Intellectual property rights (IPR), competition, the automotive and palm oil sectors, public procurement and services are deemed particularly sensitive areas. In respect of IPR, opponents of an FTA have raised concerns about future accessibility of affordable generic medicines. In the automotive sector, the competitive edge of Malaysian cars, which to a great extent results from high import duties, excise and sales taxes on foreign cars, is at stake. The different scope of Malaysian and EU competition law (the former focuses on anti-trust, while the latter also covers mergers and state aid) is another issue. Controversy has developed over biofuel from Malaysian palm oil, which does not meet the sustainability criteria of EU law and thus is not attractive for the EU market. Malaysia is the world’s second largest exporter of palm oil, while the EU is the second export destination for this commodity.

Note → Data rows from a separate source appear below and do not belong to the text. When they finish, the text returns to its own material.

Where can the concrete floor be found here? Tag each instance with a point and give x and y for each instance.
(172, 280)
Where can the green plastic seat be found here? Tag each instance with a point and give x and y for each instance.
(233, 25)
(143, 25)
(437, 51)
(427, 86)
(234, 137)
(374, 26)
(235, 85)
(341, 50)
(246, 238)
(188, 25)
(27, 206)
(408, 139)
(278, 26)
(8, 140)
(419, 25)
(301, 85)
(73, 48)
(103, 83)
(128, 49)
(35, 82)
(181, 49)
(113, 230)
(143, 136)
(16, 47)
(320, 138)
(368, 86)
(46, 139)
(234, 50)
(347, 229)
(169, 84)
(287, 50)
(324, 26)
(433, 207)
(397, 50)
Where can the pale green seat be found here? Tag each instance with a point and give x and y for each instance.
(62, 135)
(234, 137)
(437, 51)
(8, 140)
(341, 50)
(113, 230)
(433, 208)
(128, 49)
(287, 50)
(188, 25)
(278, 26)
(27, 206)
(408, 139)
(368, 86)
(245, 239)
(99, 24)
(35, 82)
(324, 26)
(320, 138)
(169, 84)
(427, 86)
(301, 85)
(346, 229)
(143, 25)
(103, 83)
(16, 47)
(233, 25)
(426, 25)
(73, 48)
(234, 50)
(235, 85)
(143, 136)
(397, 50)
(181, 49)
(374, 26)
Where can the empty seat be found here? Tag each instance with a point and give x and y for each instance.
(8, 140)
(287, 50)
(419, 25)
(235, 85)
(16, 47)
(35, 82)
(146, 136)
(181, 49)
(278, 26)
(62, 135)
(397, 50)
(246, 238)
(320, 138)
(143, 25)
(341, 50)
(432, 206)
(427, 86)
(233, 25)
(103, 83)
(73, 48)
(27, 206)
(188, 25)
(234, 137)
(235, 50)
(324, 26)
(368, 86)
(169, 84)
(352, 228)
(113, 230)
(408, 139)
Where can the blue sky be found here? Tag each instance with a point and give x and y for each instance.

The ethnic dimension of trade barriers
A long-standing affirmative action scheme of preferential margins and quotas favours ethnic Malays and other indigenous ethnic groups (collectively known as Bumiputras, accounting for 67% of the population). This has emerged as a crucial barrier for foreign companies to access key sectors of the Malaysian economy, such as services or public procurement. It was introduced in 1971 under the “New Economic Policy” to narrow the Chinese/Bumiputra income differential and to ensure political stability in a multi-ethnic society. Reform of this policy tool from ethnic-based to market-friendly, transparent and needs-based was launched in 2010 under the “New Economic Model“. Malaysia is not a party to the WTO Government Procurement Agreement (GPA) but became an observer in July 2012.
Parliament’s position on the PCA
The recommendation on the negotiations for an EU-Malaysia PCA, drafted by the Foreign Affairs Committee (rapporteur Emilio Menéndez del Valle, S&D, Spain), welcomes the potential for closer EU-Malaysian cooperation in fields like the environment, green technology, climate change and maritime security. It recalls however that renewable energy production must neither jeopardise local food security nor reduce biodiversity. It suggests encouraging Malaysia to sign and ratify key international human rights instruments, to guarantee fundamental political rights effectively and to fully implement social rights enshrined in core International Labour Organisation (ILO) conventions.